The combination cancer therapy is a new strategy to circumvent drug resistance for the treatment of high metastasis and advanced malignancies.Herein, we developed a synthesized compound MPT0B451 that display inhibitory effect against histone 30x24x24 wall cabinet deacetylase (HDAC) 6 and tubulin assembly.Our data demonstrated that MPT0B451 significantly inhibited cancer cell growths in HL-60 and PC-3 cells due to inhibition of HDAC activity.
MPT0B451 also markedly increased caspase-mediated apoptosis in these cells.The cell cycle analysis showed mitotic arrest induced by MPT0B451 with enhanced expression of G2/M transition proteins.Moreover, molecular docking analysis sten jacket m supported MPT0B451 as a dual HDAC6 and tubulin inhibitor.

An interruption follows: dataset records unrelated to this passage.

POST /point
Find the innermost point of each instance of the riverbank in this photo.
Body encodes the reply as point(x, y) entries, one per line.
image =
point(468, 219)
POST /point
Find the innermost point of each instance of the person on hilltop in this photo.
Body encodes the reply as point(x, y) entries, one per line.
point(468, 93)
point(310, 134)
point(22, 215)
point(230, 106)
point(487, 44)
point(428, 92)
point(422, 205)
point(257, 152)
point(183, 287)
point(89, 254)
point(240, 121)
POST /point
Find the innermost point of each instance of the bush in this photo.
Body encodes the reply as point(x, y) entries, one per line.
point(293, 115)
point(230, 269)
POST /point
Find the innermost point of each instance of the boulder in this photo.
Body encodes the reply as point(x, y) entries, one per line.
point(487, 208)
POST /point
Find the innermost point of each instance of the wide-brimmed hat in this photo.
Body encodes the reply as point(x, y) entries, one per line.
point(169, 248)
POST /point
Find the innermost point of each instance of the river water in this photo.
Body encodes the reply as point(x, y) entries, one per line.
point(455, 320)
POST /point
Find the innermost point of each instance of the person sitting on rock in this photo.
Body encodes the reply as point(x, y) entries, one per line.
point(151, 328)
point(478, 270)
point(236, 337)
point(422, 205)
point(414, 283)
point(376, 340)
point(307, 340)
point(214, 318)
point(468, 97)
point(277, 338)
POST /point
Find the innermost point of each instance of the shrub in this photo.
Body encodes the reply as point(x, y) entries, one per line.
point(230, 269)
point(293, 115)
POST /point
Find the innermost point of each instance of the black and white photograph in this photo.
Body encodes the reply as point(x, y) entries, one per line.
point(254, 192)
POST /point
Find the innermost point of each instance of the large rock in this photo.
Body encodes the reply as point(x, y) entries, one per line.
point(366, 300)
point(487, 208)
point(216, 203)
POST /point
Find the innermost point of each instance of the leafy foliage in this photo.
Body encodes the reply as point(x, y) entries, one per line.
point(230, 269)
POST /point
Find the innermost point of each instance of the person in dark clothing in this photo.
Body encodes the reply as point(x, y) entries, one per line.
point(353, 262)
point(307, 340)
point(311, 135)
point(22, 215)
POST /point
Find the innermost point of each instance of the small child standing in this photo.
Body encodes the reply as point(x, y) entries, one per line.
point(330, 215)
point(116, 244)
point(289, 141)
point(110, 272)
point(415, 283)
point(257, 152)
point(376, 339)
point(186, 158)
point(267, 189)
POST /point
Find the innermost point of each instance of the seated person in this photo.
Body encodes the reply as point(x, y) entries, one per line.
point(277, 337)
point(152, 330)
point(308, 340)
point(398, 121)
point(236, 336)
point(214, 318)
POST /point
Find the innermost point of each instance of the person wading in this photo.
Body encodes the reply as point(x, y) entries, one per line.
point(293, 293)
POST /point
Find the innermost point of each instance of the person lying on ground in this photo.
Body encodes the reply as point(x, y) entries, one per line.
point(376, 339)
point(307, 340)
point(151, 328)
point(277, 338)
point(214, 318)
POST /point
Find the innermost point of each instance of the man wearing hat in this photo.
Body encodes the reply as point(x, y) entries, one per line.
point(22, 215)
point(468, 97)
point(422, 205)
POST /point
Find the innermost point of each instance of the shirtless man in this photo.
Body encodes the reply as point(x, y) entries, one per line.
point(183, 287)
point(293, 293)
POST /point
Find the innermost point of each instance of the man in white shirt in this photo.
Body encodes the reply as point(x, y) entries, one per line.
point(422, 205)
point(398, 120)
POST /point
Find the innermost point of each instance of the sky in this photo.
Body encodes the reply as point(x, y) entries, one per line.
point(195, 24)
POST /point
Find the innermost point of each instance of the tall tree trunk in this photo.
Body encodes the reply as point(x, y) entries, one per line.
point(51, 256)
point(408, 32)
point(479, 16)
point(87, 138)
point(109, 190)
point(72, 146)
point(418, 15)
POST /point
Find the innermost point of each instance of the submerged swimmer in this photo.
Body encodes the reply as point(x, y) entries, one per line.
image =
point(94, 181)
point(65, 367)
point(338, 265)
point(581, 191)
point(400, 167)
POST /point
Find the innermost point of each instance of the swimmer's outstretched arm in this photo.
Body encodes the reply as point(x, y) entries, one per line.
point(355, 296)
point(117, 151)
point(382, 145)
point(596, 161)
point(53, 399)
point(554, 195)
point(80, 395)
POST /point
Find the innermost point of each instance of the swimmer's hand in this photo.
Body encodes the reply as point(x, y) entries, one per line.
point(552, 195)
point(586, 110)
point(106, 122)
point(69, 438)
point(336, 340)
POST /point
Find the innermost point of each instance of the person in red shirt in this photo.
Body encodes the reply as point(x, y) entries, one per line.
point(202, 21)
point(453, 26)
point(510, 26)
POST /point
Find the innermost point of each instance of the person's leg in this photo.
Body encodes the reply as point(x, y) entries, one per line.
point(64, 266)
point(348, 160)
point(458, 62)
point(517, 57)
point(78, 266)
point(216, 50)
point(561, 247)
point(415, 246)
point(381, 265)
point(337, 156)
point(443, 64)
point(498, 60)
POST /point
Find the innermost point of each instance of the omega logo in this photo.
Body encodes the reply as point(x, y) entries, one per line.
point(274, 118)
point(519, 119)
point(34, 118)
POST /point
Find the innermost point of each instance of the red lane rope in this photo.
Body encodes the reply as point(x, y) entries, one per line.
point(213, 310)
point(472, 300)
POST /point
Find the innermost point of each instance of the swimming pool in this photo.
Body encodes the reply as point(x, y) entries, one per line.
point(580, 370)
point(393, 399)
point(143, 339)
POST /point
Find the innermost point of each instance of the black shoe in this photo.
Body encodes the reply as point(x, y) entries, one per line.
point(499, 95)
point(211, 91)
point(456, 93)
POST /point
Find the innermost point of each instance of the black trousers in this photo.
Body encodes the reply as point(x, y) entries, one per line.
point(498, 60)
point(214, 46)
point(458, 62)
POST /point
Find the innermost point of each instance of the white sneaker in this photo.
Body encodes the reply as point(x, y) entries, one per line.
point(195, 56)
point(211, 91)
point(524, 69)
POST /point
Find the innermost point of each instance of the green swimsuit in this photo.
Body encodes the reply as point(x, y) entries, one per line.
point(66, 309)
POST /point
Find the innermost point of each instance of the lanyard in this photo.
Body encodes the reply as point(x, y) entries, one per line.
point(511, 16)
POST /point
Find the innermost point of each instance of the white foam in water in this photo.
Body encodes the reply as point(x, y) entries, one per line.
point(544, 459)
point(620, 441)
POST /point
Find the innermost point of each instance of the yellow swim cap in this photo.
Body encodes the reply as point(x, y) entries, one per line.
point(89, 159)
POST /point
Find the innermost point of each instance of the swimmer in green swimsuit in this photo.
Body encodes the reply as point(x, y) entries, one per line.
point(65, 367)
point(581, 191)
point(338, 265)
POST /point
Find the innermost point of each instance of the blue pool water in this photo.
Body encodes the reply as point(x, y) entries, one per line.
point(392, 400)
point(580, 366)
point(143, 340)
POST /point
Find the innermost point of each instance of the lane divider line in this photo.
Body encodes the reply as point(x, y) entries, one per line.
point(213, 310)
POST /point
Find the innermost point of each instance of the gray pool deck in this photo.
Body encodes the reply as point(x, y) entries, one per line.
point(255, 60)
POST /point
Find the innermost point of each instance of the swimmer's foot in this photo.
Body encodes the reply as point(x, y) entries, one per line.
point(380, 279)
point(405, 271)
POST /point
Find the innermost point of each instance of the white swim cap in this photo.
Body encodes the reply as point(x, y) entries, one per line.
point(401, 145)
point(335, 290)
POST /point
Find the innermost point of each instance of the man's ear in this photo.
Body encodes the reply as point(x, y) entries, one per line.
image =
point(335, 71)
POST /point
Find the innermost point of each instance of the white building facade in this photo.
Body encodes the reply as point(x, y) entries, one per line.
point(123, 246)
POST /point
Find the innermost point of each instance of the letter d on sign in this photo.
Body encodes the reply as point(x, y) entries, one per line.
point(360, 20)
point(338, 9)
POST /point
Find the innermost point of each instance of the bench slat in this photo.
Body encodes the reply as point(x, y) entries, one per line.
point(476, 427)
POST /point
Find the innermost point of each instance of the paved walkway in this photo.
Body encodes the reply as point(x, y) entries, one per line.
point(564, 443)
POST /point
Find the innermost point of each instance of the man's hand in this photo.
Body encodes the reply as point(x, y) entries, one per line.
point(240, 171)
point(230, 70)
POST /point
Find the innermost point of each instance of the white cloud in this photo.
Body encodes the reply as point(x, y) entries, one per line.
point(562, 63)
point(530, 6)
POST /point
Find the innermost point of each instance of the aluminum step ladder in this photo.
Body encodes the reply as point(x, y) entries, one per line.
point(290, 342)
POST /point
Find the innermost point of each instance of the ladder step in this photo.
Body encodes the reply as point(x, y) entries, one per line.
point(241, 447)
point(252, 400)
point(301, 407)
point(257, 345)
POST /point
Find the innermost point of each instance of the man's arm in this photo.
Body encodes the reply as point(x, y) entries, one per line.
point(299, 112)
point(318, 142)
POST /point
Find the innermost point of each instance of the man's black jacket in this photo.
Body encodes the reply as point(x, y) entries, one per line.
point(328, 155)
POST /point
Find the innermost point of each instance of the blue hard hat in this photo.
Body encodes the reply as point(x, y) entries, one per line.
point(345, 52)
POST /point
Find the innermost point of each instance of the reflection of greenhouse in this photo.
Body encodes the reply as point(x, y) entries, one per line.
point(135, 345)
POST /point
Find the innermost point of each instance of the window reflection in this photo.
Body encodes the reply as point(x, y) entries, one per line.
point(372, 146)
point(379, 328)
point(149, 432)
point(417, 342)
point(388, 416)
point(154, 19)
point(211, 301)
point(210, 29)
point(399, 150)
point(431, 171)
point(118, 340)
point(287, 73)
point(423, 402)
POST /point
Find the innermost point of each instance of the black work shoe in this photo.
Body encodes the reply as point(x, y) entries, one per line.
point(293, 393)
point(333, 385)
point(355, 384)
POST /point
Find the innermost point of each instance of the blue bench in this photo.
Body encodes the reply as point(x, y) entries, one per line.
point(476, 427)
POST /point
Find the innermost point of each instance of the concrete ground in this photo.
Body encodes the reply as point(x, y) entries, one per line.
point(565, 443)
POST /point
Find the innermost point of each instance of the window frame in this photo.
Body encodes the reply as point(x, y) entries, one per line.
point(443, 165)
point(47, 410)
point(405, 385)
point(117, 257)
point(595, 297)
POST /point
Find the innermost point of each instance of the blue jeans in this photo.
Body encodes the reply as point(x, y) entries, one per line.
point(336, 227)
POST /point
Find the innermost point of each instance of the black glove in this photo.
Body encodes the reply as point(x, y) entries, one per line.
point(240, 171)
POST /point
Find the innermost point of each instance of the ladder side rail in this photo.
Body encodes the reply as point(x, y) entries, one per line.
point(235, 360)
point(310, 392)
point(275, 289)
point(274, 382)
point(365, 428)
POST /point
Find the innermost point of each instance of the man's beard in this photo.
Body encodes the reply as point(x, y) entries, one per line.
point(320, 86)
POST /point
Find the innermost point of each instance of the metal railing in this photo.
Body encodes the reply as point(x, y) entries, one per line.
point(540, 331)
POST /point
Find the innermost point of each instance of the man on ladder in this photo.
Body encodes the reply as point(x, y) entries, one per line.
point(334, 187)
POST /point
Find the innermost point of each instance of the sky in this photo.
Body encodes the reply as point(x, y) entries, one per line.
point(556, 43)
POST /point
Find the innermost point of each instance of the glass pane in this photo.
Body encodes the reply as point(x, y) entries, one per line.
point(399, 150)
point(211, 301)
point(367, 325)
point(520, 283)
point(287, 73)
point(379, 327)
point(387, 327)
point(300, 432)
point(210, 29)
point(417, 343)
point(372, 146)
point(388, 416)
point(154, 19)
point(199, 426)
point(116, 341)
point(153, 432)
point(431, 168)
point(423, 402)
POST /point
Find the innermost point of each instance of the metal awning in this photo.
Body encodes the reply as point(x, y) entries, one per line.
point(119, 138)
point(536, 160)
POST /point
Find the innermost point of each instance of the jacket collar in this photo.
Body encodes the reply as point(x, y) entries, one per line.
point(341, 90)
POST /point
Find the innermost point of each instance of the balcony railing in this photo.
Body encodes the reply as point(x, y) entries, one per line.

Finally, MPT0B451 led to tumor growth inhibition (TGI) in HL-60 and PC-3 xenograft models.These findings indicated that MPT0B451 has dual inhibition effects for HDAC6 and tubulin, and also contributed to G2/M arrest followed by apoptotic induction.Together, our results suggested that MPT0B451 may serve as a potent anti-cancer treatment regimen in human prostate cancer and acute myeloid leukemia.